Shelly Rosenblum
Wall Associate

Primary Recipient Awards
Co-Principal Investigator Awards
Our Roundtable will examine the pedagogical role of the academic art gallery. Situated within the university, the campus gallery is understood as an ideal space for experiments in curating that foster critical practice. However, since the 1990s, curators and artists have increasingly employed pedagogical models in an effort to operate self-critically and to connect with larger socio-political concerns. This “educational turn” in curating often includes the use of open educational models as exhibition platforms that invite public engagement. As educational practice is increasingly mobilized in contemporary art exhibitions, one is left wondering: What are the best practices in curating and how should the academic gallery situate itself within this context?
We will gather international artists, curators, critics and educators to critically examine the use of experimental educational formats in the practice of art and curating. By challenging the standard framing and mediation of artworks, these programs are an attempt to critique the politics of artistic production and circulation that is increasingly determined by the market.

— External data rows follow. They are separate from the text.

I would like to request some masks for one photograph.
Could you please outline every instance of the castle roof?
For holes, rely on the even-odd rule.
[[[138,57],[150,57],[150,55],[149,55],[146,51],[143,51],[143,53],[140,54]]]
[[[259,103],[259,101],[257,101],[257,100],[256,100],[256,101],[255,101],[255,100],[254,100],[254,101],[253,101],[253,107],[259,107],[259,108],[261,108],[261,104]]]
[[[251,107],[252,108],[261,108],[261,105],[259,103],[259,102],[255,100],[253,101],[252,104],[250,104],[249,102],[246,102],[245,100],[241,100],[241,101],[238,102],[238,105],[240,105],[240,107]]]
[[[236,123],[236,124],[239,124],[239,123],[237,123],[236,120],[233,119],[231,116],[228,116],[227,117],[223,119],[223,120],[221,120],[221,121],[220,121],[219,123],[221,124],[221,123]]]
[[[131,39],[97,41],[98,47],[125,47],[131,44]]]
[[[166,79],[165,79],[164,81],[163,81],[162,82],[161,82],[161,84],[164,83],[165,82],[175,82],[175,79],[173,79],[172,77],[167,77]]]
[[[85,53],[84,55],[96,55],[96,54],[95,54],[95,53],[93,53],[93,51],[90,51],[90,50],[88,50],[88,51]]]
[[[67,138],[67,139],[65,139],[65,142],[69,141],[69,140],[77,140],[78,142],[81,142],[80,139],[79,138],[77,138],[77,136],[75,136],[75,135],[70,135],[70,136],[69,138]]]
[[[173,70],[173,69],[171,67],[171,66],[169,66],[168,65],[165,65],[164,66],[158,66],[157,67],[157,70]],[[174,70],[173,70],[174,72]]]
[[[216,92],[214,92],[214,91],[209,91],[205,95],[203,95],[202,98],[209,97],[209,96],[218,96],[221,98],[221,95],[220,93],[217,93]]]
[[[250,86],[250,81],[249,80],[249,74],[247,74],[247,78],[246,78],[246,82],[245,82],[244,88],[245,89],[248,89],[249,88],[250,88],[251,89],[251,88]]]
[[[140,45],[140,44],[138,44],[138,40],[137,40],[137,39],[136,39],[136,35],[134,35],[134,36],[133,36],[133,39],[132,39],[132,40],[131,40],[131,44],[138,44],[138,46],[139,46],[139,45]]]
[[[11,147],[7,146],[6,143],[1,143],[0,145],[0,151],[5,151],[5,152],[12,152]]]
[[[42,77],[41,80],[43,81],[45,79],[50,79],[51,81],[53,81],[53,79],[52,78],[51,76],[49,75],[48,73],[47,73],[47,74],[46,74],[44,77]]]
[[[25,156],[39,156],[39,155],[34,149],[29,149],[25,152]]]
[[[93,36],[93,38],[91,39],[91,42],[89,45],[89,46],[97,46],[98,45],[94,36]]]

Roundtable questions include, “What is the relationship between critique and the institution? Can the gallery serve as a site of critical and discursive practice? What does it mean to operate self-reflexively? Can one contest the institution, such as the university or museum, by occupying it differently? How are publics perceived and produced through artistic models of engagement?” These questions will be explored by practitioners working in a range of institutions whose practices engage alternative models of pedagogical engagement.